In this picture taken on June 3, 2023, women and children sift through rubbish, as they look for plastic items to sell for recycling, at a dump site near the village of Hazreh in Syria's northwestern Idlib province. Photo: Aaref Watad/AFP
ERBIL, Kurdistan Region - The European Union pledged 560 million euros ($600 million) for countries neighboring Syria hosting displaced Syrians, foreign policy chief Josep Borrell said on Thursday.
Speaking at a conference in Brussels for “Supporting the future of Syria and the region,” Borrell said that “little progress” had been made over the past year towards the end of the conflict in Syria, saying that it is “unacceptable that Syria has been brought so low.”
Borrell stated that the renewed pledge for aid would be for the Syrian people, not for the regime in Damascus which he blamed for the “decades of suffering” endured by those in Syria.
The conference is aimed at ensuring the continuation of support to Syrians in the country as well as those outside, working towards a political resolution to the conflict in line with UN Security Council 2254, and to provide support in the aftermath of a devastating earthquake that struck the north in February.
The seventh annual conference comes amid a normalization of ties between countries in the Middle East and Syria’s President Bashar al-Assad. In May, Damascus was readmitted back into the Arab League after being expelled when the civil war erupted in 2011. Turkey, who has supported the rebels against Assad, has also being working towards a rapprochement with Syria.
Borrell stated that despite the recent regional developments to mend ties with Assad, this was “not the path chosen by the EU.”
The head of the EU delegation to Syria, Dan Stoenescu, told Rudaw’s Znar Shino on Wednesday that it was important to “support Syrians in regime-controlled areas, in the northwest, in the northeast, and those in the diaspora.”
Stoenescu added that the conference was aimed at showing support and pushing for “a Syria where Syrians want to come back and not to leave…unfortunately we are not at that point.”
In a video address, UN Secretary-General Antonio Guterres said that the “suffering of Syrians defies description.” He added that over 12 million people had been “forced from their homes” and that “nine in 10 Syrians live below the poverty line” while over 70 percent require humanitarian aid.
Iraq’s Minister of Foreign Affairs, also present in Brussels, told Rudaw that Europe had “become captives of their own words” for calling for the removal and prosecution of the Assad regime. “They are caught in a dilemma as they do not know how to deal with the Syria situation,” he said.
Syria’s civil war began in 2011 when anti-government protestors demanded democratic reforms but the demonstrations quickly escalated into a violent conflict that has left hundreds of thousands of people dead and left large parts of the country in ruins.

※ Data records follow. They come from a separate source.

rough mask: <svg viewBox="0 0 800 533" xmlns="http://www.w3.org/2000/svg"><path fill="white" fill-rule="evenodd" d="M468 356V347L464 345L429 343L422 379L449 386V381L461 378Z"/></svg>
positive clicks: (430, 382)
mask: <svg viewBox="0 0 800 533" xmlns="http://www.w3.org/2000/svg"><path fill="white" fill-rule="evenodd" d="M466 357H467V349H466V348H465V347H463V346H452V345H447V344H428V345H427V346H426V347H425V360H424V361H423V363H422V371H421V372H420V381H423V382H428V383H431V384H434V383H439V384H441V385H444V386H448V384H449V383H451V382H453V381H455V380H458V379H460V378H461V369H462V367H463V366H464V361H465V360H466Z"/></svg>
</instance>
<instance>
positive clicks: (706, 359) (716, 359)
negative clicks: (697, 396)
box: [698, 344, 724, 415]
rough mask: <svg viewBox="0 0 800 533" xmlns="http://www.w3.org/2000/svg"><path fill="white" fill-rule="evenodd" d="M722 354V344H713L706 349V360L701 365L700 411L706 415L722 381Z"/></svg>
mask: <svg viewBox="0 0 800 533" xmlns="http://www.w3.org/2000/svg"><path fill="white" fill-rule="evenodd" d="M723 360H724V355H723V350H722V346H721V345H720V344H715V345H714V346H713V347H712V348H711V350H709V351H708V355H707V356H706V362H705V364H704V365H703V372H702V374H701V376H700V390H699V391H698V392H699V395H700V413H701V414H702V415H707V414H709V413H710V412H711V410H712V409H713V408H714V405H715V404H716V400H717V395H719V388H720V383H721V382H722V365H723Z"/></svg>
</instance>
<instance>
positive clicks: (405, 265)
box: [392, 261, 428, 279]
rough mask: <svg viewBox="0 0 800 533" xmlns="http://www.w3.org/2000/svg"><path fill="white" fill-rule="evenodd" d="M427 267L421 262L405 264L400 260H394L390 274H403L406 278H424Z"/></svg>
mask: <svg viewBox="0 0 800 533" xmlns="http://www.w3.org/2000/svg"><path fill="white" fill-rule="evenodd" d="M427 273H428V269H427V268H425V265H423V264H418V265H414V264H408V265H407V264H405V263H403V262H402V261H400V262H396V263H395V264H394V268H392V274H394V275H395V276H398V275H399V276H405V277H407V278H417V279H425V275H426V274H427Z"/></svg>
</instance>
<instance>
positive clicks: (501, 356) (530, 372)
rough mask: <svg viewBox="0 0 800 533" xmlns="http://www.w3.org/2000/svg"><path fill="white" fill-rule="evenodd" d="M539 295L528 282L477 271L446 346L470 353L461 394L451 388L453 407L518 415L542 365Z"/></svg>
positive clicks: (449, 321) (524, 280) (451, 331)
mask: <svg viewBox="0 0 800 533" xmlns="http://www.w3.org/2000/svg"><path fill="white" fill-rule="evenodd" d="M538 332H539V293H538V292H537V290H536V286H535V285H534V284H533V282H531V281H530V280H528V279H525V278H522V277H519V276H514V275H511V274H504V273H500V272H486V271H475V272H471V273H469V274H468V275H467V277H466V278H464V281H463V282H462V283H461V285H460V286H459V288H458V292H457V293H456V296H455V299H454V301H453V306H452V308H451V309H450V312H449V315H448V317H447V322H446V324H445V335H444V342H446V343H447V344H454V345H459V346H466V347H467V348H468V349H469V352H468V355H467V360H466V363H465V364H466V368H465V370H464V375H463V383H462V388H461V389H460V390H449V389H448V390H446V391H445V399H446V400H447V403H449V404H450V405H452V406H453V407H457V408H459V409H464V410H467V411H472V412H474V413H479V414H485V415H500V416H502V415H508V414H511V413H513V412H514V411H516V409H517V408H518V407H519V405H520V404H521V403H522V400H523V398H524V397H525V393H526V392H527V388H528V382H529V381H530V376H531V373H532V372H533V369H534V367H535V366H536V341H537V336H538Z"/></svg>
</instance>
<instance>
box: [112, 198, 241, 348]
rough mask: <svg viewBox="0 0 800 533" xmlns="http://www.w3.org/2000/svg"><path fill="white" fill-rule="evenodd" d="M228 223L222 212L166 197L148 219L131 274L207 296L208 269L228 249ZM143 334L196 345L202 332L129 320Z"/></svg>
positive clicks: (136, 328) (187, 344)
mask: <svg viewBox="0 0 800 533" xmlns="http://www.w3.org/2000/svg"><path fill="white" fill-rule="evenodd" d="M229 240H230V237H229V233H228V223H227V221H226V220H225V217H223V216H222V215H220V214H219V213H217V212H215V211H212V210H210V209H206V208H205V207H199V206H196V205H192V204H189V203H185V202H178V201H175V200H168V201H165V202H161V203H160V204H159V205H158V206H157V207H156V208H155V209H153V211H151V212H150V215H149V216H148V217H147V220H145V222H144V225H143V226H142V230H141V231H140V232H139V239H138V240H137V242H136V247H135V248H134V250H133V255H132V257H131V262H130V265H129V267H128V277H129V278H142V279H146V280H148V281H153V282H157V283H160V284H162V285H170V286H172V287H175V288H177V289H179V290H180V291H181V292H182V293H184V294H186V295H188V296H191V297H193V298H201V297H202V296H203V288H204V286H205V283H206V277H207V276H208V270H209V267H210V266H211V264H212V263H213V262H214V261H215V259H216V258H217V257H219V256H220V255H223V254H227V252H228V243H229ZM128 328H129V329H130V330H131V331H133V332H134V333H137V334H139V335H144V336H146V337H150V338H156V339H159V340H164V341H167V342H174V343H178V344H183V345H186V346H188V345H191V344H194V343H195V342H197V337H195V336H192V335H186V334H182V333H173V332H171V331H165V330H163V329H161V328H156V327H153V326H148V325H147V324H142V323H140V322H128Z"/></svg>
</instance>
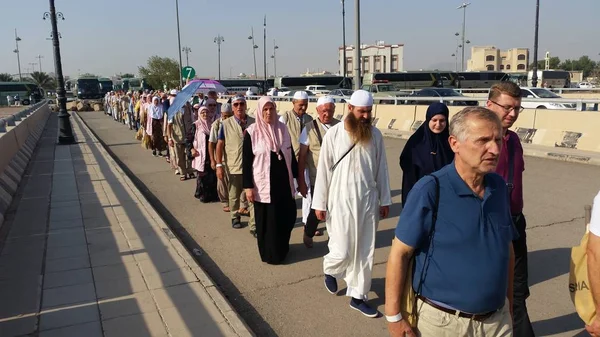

The UN Security Council Resolution 2254, which was adopted in 2015 in an attempt to work towards peace in the country.
Around 5.5 million Syrian refugees live in neighboring Lebanon, Jordan, Turkey, Iraq and the Kurdistan Region, as well as Egypt.
There are over 246,000 Syrian refugees in the Kurdistan Region according to the latest data from the Kurdistan Regional Government’s (KRG) Joint Crisis Coordination Centre.
“You cannot close your doors on them. They are running away from starvation,” Hussein said.
The twin earthquakes on February 6 had their epicenters across the border in Turkey. In Syria, they killed more than 6,000 people, made millions homeless and vulnerable to diseases in areas that were already suffering after 12 years of conflict.